Crazy Cloud Dies

Crazy Cloud Dies November 21, 2018




“The autumn breeze of a single night of love is better than a hundred thousand years of sitting meditation.” Ikkyu

Ikkyu Sojun died on this day, the 21st of November in the year 1481.

He was one of the singular figures of Japanese Zen.

Ikkyu was born in the suburbs of Kyoto in 1394. He possibly was an illegitimate child of the emperor and a courtier. At the age of five he was placed in a Rinzai monastery. At thirteen he entered Kenninji shortly after which began a period of wandering from temple to temple and teacher to teacher. He eventually settled into study with master Kaso at a branch temple of Daitokuji. After deeply investigating the koan system and with that his own heart Ikkyu received dharma transmission from Kaso.

From there he began another period of wandering.

Ikkyu was an eccentric, known to drink and carouse as well as to be a wildly devoted practitioner of zazen. His poetry was widely read. And, he is often credited with brining tea ceremony and Zen together in an unambiguous way. Also, he had a long term love-affair with the blind singer Mori. Small wonder he picked up the popular nickname, Kyoun, “crazy cloud.”

Through most of his life he avoided the Zen institutions. But late in life he was elected head of Daitokuji, which had been ravaged in a civil war, and lay in ruins. With skill few expected he devoted himself to the restoration of the monastery.

After his death in 1481 he grew in legend to become a major folk figure as a sort of trickster figure tweaking authorities while at the same time offering something deep and true.
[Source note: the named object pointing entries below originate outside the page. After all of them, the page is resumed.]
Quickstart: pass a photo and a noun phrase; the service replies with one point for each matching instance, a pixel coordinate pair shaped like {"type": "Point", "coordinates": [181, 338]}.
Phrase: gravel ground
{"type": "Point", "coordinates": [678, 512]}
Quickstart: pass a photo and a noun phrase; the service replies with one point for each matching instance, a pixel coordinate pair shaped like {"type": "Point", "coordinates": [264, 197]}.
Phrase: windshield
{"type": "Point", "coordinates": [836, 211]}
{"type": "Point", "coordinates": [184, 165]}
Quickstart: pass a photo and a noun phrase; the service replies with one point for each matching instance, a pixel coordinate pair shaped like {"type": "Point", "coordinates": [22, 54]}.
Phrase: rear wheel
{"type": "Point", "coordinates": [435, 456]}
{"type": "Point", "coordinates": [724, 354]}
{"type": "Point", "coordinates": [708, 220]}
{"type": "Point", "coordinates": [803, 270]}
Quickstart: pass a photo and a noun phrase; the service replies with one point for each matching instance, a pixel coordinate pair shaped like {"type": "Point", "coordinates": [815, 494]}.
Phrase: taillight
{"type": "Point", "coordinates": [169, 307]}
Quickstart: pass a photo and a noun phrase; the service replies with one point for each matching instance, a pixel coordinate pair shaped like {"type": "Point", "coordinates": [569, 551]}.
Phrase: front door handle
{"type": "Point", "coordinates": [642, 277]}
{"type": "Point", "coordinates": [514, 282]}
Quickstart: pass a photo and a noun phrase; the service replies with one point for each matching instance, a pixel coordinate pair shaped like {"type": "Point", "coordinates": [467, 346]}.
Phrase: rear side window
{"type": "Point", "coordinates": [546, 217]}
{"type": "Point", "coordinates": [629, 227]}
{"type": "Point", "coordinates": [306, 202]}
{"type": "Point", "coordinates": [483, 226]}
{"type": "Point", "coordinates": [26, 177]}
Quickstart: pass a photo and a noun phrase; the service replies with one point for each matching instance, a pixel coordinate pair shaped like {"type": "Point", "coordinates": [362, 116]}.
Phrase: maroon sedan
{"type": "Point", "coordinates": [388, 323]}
My life has been devoted to love play;
I’ve no regrets about being tangled in red thread from head to foot,
Nor am I ashamed to have spent my days as a Crazy Cloud—
But I sure don’t like this long, long bitter autumn of no good sex!
Follow the rule of celibacy blindly and you are no more than an ass;
Break it and you are only human.
The spirit of Zen is manifest in ways countless as the sands of the Ganges.
Every newborn is a fruit of the conjugal bond.
For how many eons have secret blossoms been budding and fading?